Qual a importância da comunidade ucraniana em Portugal para estas relações?

Devo dizer que 37 mil ucranianos em Portugal é uma grande diáspora. Quero agradecer ao Governo e ao povo português pelo acolhimento que foi feito aos ucranianos, de modo que eles conseguem sentirem-se confortáveis no seu dia-a-dia e conseguem conservar as suas tradições. Os ucranianos em Portugal podem ajudar a desenvolver as relações bilaterais, até porque, devido historicamente à nossa mentalidade cristã e tradicional, temos muitas semelhanças.

Mas o facto de essa comunidade estar bem integrada e de falar português pode ser um trunfo para as empresas portuguesas investirem na Ucrânia e nas ucranianas investirem em Portugal? Ou seja, o facto de haver pessoas que conhecem as duas culturas, que falam as duas línguas, pode facilitar a parte da troca económica?

É uma facilidade em comunicação porque não existe barreira linguística. Já funciona mas estamos a falar de pequenos e médios negócios. E neste caso resulta porque já conhecem como é feito o negócio cá e na Ucrânia. Podemos ambicionar mais. Estou a pensar nas crianças que nascem cá e que têm crescido com uma mentalidade europeia, podemos falar depois de uma visão global, de negócios em grande escala. Estamos a falar dos engenheiros e dos matemáticos, dos técnicos e especialistas em agricultura, a falar de técnicos em altas tecnologias, em construção, em construção naval e área militar. Também, por exemplo, a construção aérea. Só que a construção destes negócios não pode ser feita de um dia para o outro. É pelo menos um programa de cinco anos. Porém os negócios pequenos, os negócios privados gostava que se resolvem num ano.

Estando a integração na União Europeia no horizonte distante qual o próximo passo que a Ucrânia espera dar em termos de aproximação com a União Europeia? Qual o passo realista que pode ser dado?
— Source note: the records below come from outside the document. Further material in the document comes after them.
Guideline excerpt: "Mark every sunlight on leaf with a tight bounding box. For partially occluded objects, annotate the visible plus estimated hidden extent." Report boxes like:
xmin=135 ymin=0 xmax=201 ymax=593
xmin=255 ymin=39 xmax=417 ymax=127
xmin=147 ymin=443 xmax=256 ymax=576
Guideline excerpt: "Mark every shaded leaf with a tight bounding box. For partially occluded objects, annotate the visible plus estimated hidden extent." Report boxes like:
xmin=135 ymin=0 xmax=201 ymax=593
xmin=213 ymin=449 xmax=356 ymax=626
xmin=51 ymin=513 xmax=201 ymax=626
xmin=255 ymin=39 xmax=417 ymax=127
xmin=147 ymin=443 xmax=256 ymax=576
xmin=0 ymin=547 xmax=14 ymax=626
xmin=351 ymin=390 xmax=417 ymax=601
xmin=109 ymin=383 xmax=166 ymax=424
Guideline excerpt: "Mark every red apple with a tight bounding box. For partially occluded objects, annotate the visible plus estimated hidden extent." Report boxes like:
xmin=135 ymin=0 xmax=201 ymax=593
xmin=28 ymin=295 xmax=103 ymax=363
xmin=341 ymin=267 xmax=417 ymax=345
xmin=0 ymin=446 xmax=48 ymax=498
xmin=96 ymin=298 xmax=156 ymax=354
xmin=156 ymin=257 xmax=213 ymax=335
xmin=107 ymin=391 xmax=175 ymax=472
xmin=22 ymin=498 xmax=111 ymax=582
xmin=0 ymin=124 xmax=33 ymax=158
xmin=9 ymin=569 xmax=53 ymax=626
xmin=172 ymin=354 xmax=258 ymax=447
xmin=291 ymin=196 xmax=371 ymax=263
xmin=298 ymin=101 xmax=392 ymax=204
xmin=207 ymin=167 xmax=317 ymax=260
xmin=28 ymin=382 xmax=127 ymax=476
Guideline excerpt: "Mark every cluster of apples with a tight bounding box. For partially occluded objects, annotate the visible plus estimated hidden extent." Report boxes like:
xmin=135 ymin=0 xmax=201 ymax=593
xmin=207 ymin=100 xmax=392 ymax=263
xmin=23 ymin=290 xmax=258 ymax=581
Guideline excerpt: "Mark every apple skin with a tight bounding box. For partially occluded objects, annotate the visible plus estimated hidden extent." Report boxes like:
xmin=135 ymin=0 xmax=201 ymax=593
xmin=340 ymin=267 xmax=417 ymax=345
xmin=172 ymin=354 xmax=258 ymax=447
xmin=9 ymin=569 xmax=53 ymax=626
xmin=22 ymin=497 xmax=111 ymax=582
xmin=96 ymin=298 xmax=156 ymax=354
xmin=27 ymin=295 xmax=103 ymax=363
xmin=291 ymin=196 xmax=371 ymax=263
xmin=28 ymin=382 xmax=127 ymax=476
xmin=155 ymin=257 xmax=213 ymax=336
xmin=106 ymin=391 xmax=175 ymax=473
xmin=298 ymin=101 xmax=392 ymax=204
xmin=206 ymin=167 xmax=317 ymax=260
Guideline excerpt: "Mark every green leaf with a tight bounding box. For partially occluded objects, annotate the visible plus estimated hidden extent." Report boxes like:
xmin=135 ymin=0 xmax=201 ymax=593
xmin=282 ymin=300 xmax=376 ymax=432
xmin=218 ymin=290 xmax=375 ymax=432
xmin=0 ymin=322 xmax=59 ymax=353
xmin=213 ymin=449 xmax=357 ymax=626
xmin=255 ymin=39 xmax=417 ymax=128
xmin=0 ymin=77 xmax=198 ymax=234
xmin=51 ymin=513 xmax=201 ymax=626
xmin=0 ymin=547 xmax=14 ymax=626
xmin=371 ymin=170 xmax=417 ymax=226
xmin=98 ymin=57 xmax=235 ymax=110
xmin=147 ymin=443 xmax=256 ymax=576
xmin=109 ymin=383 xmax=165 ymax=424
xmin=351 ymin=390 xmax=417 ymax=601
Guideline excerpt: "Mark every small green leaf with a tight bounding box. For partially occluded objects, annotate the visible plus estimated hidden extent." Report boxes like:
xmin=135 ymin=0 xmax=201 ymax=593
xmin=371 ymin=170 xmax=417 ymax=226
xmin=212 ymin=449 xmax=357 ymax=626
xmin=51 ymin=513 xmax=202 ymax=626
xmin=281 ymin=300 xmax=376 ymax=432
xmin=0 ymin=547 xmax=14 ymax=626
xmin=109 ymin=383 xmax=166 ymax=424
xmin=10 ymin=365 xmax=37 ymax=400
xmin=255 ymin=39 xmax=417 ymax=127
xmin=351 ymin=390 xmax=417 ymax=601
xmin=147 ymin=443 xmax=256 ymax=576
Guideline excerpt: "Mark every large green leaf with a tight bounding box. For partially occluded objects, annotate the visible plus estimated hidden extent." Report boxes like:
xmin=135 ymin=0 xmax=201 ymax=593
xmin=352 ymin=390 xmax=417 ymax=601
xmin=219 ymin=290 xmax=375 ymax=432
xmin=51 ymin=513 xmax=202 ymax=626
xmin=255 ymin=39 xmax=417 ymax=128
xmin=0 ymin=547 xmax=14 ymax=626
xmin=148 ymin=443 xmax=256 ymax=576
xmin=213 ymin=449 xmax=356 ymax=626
A principal questão estratégica do país é conseguir a paz. E a seguir vem a participação na União Europeia e na NATO. Esta perspetiva de ação é uma perspetiva de longo prazo. Relembro que na revolução da dignidade, na praça Maidan em Kiev, em fevereiro de 2014, foram mortas uma centena de pessoas que simplesmente se manifestavam para que a Ucrânia fizesse parte da Aliança e da União Europeia. E quero deixar bem claro que o presidente, o governo e o parlamento trabalham hoje em uniformidade e em união para a condução do país neste tempo difícil.